|
I think you miss 2 big aspects: 1. High volume providers get efficiencies that low volume do not. It comes from both more workload giving more optimization opportunities, and staffing to do better engineering to begin with. The result is break even for lower volume firms is profitable for higher volume, and as high volume is magnitudes more scale, this quickly pays for many people. By being the high-volume API, this game can be played. If they choose not to bother, it is likely because strategic views on opportunity cost, not inability. That's not even the interesting analysis, which is what the real stock value is, or whatever corp structure scheme they're doing nowadays: 2. Growth for growths sake. Uber was exactly this kind of growth-at-all-costs play, going more into debt with every customer and fundraise. My understanding is they were able to tame costs and find side businesses (delivery, ...), with the threat becoming more about category shift of self-driving. By having the channel, they could be the one to monetize as that got figured out better. Whether tokens or something else becomes what is charged for at the profit layers (with breakeven tokens as cost of business), or subsidization ends and competitive pricing dominates, being the user interface to chat and the API interface to devs gives them channel. Historically, it is a lot of hubris to believe channel is worthless, and especially in an era of fast cloning. |
But paid-per-token APIs at negative margins do not provide scaling efficiencies! It's just the provider giving away a scarce resource (compute) for nothing tangible in exchange. Whatever you're able to do with that extra scale, you would have been able to do even better if you hadn't served this traffic.
In contrast, the other things you can use the compute for have a real upside for some part of the genai improvement flywheel:
1. Compute spent on free users gives you training data, allowing the models to be improved faster.

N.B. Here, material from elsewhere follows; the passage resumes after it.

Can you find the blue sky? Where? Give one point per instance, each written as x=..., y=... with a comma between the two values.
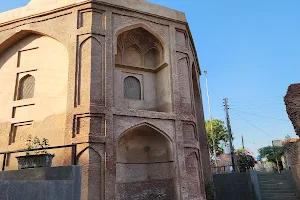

2. Compute spent on training allows the models to be trained, distilled and fine-tuned faster. (Could be e.g. via longer training runs or by being able to run more experiments.)
3. Compute spent on paid inference with positive margins gives you more financial resources to invest.
Why would you intentionally spend your scarce compute on unprofitable inference loads rather than the other three options?
> 2. Growth for growths sake.
That's fair! It could in theory be a "sell $2 for $1" scenario from the frontier labs that are just trying to pump up their revenue numbers to fund-raise from dumb money who don't think to at least check on the unit economics. OpenAI's latest round certainly seemed to be coming from the dumbest money in the world, which would support that.
I have two rebuttals:
First, it doesn't explain Google, who a) aren't trying to raise money, b) aren't breaking out genai revenue in their financials, so pumping up those revenue numbers would not help at all. (We don't even know how much of that revenue is reported under Cloud vs. Services, though I'd note that the margins have been improving for both of those segments.)
Second, I feel that this hypothetical, even if plausible, is trumped by Deepseek publishing their inference cost structure. The margins they claim for the paid traffic are high by any standard, and they're usually one of the cheaper options at their quality level.